To Catch A King: Charles II's Great Escape
Guided by its various twists and turns, To Catch a King tells the story the manhunt for Charles II, following the rebellion that spurred his father’s beheading in 1649. This unputdownable sequel to Killers of the King tells an old story with new eyes, challenging our polarised notions of royalism, nationalism and loyalty.
In January 1649, King Charles I was beheaded in London outside his palace of Whitehall and Britain became a republic. When his eldest son, Charles, returned in 1651 to fight for his throne, he was crushed by the might of Cromwell’s armies at the battle of Worcester.
With 3,000 of his supporters lying dead and 10,000 taken prisoner, it seemed as if his dreams of power had been dashed. Surely it was a foregone conclusion that he would now be caught and follow his father to the block?
At six foot two inches tall, the prince towered over his contemporaries and with dark skin inherited from his French-Italian mother, he stood out in a crowd. How would he fare on the run with Cromwell’s soldiers on his tail and a vast price on his head?

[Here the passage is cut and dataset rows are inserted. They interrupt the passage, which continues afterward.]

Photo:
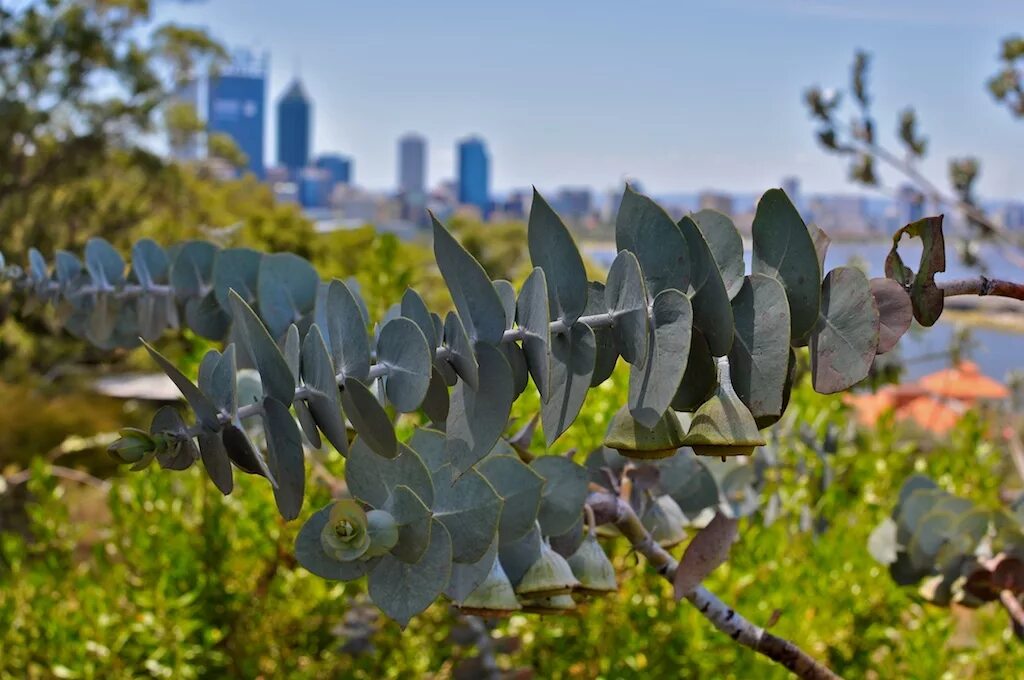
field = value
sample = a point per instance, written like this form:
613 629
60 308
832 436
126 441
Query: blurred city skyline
707 96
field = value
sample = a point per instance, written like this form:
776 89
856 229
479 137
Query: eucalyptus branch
611 510
983 286
930 189
1013 606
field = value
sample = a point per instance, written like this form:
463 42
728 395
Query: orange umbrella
964 382
930 414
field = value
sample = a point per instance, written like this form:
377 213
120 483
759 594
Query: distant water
997 353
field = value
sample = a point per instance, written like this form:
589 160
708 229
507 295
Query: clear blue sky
680 95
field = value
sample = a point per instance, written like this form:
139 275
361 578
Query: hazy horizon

The next six weeks would form the most memorable and dramatic of Charles’ life. Pursued relentlessly, Charles ran using disguise, deception and relying on grit, fortitude and good luck. He suffered grievously through weeks when his cause seemed hopeless. He hid in an oak tree – an event so fabled that over 400 English pubs are named Royal Oak in commemoration. Less well-known events include his witnessing a village in wild celebrations at the erroneous news of his killing; the ordeal of a medical student wrongly imprisoned because of his similarity in looks; Charles disguising himself as a servant and as one half of an eloping couple to escape capture.

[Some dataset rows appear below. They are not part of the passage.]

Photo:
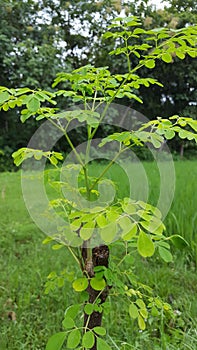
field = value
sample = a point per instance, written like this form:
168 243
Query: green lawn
28 316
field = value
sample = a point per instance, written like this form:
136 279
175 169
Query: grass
28 316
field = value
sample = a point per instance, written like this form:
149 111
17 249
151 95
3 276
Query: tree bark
100 257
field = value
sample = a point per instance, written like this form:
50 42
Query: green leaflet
165 254
80 284
102 345
68 323
74 339
97 284
145 245
56 341
88 340
100 330
108 232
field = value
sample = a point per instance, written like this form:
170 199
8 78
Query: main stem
99 257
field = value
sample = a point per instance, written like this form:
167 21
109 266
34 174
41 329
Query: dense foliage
40 38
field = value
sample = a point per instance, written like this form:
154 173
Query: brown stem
100 257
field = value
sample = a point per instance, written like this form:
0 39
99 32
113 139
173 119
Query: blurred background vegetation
40 38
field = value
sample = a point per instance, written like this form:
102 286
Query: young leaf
88 340
4 96
102 345
99 330
178 241
97 284
73 339
72 311
68 322
132 232
141 323
80 284
166 57
108 232
150 64
89 309
33 104
56 341
133 311
145 245
165 254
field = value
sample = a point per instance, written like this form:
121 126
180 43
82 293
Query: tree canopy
38 39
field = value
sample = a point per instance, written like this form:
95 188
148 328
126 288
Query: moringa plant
101 229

Charles never forgot those who helped him and, when restored to the throne as Charles II, told the tale of his adventures to Samuel Pepys who transcribed it all.

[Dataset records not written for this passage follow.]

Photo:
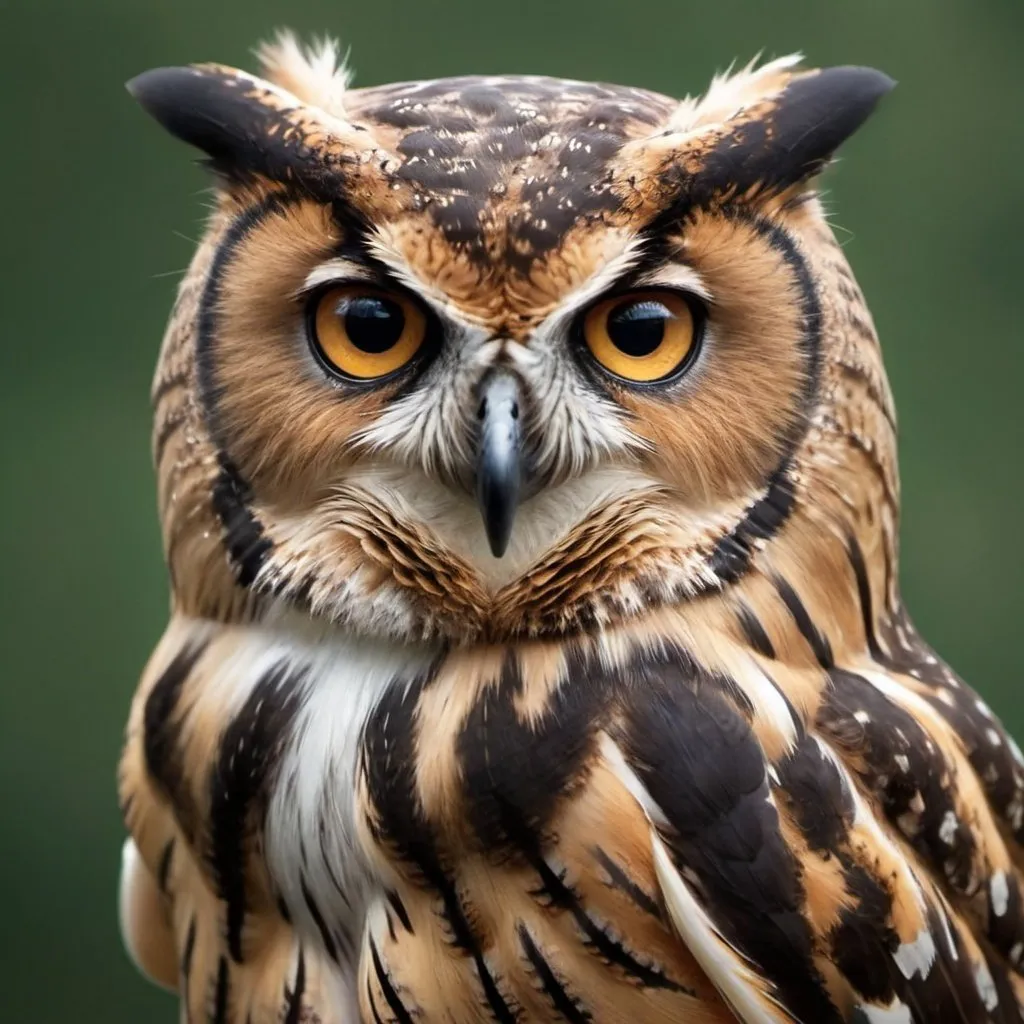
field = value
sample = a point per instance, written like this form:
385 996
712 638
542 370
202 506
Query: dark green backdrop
98 208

In this gripping, action-packed, true adventure story, based on extensive archive material, Charles Spencer, bestselling author of Killers of the King, uses Pepys’ account and many others to retell this epic story. With bloodied feet and facing certain death if caught, Charles relied upon a patchwork of hiding places that had evolved to hide Catholics from lethal persecution. Now, in the 1650s, they saved the life of a king.